Consider: we send each other plain-text emails, which can be written and read according to standard text encodings, rather than, say, the absurd idea of sending executable VM Images with an OS and a word processor, along with document in the word processor's proprietary format

The ML model, once trained, can be viewed as data. 

It should be possible to 
* manage this data using standard, well known data-management tools and practices
* create this data using any compliant tool
* consume this data using any compliant tool
* validate that this data has a single universal interpretation
    * why is this important? consider the impact of tiny difference in implementation of, say, *ln(x)* on inference at scale

## How Can We Address this Separation-of-Concerns Problem?

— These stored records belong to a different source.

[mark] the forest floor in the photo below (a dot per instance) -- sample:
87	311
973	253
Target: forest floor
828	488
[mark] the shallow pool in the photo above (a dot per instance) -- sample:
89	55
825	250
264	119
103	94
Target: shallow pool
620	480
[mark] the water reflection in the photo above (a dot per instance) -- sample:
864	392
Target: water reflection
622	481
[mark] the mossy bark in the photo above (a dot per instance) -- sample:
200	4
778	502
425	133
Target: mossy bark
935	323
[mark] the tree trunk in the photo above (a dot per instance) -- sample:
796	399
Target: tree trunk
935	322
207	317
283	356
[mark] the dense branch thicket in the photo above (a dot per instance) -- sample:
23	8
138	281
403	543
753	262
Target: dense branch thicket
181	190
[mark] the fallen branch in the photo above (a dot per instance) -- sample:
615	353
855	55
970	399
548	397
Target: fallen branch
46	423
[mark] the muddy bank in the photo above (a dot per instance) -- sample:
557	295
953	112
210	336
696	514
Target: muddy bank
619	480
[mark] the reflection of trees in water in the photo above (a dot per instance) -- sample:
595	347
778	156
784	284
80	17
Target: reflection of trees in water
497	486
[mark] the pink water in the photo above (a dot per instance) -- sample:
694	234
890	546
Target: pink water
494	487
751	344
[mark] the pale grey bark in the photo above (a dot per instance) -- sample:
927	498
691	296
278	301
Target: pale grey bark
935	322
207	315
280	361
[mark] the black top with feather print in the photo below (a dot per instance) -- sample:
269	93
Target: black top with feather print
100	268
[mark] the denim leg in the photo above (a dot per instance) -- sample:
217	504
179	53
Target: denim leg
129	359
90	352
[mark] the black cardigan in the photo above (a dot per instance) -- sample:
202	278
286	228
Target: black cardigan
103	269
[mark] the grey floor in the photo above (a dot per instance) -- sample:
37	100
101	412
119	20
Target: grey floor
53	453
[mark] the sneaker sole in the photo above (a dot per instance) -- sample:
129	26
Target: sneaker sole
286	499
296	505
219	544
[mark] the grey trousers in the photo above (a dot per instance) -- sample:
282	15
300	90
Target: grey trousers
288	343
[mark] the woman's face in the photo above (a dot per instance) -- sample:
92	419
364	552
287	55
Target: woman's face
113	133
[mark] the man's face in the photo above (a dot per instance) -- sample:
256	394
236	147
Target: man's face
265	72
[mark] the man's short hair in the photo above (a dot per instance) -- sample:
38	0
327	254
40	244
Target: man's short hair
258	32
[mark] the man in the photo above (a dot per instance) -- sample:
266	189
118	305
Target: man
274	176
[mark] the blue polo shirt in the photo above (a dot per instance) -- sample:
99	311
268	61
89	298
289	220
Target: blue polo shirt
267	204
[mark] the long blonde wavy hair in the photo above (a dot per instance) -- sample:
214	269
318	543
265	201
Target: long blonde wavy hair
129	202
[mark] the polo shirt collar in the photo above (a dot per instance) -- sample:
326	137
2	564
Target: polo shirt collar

__Get the model *out* of the model-creation environment (both logically and physically)__

Physically: create a separate entity like a file

Logically: ensure that entity is independent -- so saving a scikit-learn model as a pickle file (which will later need scikit-learn after being unpickled) does not count as a solution


## What Kind of Separate File Do We Want?

Ideally, we'd like a format that is ...
* an open, cross-industry standard
* not owned or controlled by any one organization
* not encumbered by intellectual property restrictions (licensing rules)
* works with many ML tools, on many platforms
* time/space efficient
* robust (can support many kinds of ML models, including future types)
* consistent (produces the same output for the same model, no matter the deployment OS, architecture, etc.)
* simple (does not support unnecessary operations)
* secure (minimizes attack surface by design, offers verifiability, etc)
* is human readable (or can be made human readable)
* can be managed in any database, content-management system, source control, etc.

*As in most engineering scenarios, there is no single, magical solution that hits every bullet-point*

But there are number of approaches which offer many of these attributes and which are worthy of consideration.

This session looks at several of these tools.